PAPAYA RACING BRINGS THE TROPICAL HEAT
From the moment those lights went out, Pastore launched the Aussie Apex Zero like a bartender firing a signature serve down a polished mahogany straight. The pineapple juice gave clean top-end speed, the passionfruit syrup provided sticky traction off the line, and the ginger beer carbonation delivered exactly the kind of lively rear-end stability you want through Bahrain's stop-start layout. When Radcliffe's Silver Streak G&T lunged into Turn 1, the gin-and-tonic package briefly looked threatening, but the elderflower liqueur couldn't quite muscle past the tropical precision of Papaya's lead machine.
And that was really the story of the evening. Even the Safety Car — triggered after contact between Yoshi Takeda and Cesar Serrat scattered debris like broken garnish across the circuit — merely compressed the field for a few laps before the Aussie Apex Zero disappeared into the desert night once more. It was also a major statement in the season narrative. Pastore's second win of the season and Papaya Racing's first-ever victory at this particular circuit. With 151 points in the Constructors' Championship — a 58-point cushion over Silver Spear Racing — the orange bar cart is very much rolling.
RADCLIFFE'S TONIC-POWERED RESCUE ACT
Second place for Radcliffe was one of those results that looks neat in the classification and utterly chaotic in the debrief. The Silver Streak G&T had genuine pace early on: the gin base gave crisp turn-in, the tonic water kept it light on its feet, and the lemon twist offered just enough sharpness on corner entry. But late in the race the whole thing developed the sort of gremlins usually associated with a cursed minibar. The DRS refused to activate. The brake-by-wire failed, causing unpredictable pressure shifts through the tonic water carbonation. The GPS dropped out. At one point Radcliffe was essentially navigating by feel alone, furiously resetting buttons on his steering wheel while a faster Brit Blitz Rum Punch loomed in his mirrors.

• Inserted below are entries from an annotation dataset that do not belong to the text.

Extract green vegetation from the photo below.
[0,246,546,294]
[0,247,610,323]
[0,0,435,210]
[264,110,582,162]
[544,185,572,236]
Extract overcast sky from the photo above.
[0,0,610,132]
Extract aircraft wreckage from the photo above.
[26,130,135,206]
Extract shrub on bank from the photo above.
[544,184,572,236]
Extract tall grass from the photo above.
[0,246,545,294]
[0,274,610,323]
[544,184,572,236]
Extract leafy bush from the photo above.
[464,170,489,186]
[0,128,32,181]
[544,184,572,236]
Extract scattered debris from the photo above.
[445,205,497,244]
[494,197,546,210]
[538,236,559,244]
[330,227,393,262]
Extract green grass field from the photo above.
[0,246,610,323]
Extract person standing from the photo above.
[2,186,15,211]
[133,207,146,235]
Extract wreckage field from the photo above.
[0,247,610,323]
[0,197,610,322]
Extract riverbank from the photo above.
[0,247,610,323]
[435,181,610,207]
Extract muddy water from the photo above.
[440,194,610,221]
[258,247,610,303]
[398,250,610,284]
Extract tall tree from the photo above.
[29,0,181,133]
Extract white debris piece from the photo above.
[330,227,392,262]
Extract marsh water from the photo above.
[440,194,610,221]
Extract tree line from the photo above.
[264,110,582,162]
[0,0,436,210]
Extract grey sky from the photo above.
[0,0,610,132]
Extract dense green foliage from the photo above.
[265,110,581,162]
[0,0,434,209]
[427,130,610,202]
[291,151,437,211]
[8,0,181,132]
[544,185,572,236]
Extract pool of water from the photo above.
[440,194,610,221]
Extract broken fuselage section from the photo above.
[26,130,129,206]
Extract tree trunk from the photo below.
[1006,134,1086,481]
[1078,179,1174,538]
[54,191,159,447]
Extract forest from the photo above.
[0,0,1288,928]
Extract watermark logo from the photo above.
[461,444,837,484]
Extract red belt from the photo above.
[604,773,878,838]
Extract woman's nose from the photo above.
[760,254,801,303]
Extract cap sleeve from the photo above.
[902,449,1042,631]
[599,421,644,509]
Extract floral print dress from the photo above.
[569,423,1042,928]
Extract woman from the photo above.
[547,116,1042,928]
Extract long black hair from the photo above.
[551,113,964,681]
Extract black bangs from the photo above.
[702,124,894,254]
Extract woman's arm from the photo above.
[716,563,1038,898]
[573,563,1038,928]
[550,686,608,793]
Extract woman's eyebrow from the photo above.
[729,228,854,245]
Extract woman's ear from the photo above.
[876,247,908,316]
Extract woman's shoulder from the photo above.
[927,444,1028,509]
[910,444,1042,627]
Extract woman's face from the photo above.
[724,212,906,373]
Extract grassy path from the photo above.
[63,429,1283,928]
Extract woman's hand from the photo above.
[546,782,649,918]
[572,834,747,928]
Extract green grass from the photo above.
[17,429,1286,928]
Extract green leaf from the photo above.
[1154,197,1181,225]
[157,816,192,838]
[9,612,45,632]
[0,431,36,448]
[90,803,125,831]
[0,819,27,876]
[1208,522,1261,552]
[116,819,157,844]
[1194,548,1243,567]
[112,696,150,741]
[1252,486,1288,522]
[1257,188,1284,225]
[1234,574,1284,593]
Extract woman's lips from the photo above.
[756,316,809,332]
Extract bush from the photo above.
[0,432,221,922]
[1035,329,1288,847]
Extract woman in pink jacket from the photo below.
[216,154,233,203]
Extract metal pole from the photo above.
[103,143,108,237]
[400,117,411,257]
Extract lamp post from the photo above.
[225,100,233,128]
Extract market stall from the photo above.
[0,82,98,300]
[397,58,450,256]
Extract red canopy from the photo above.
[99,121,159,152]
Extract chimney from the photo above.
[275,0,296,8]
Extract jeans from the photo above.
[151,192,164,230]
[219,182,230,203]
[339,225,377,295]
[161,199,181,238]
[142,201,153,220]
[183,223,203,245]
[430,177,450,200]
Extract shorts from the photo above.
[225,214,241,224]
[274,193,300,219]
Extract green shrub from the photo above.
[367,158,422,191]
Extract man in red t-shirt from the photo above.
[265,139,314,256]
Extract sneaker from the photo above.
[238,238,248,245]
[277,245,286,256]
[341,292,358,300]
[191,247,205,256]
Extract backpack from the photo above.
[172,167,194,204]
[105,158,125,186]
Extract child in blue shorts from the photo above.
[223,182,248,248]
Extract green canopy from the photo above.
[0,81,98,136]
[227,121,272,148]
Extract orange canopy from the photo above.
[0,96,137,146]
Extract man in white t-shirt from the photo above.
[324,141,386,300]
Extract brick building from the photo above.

Yet he held on. Northrop threw everything at him in the closing laps, probing around the outside at Turn 1 on the final tour, but Radcliffe defended robustly. It was a seasoned drive from a drink that, on paper, should have gone completely flat.
NORTHROP: MESSY, QUICK, STILL ON THE PODIUM
Northrop's Bahrain was the liquid equivalent of spilling half the prep station, setting a napkin on fire, and still serving one of the best drinks of the night. He made a superb start, vaulting from sixth to third as the dark rum torque of the Brit Blitz Rum Punch bit beautifully off the line, the orange juice and pineapple juice combo providing immediate acceleration while the lime juice kept the front end sharp in traffic. Then came the five-second penalty for lining up out of position on the grid. Not ideal. But Papaya Racing played it smart, pitting early and folding the penalty into the stop — the cocktail equivalent of chilling the glass early while the rest of the field are still fiddling with ice.
He lost third to Christophe Lefevre's Monaco Maestro Blood Orange Spritz, fought back after the Safety Car, and finally reclaimed the position on lap 52 with a beautifully judged move around the outside. His fourth podium from four rounds means he retains the Championship lead with 77 points, though Pastore is now breathing down his neck at 74. If Pastore is the driver extracting every last bubble from the Papaya package, Northrop is currently relying on the sheer potency of that dark rum base to drag him through difficult weekends. The margin is three points. The shaker is rattling.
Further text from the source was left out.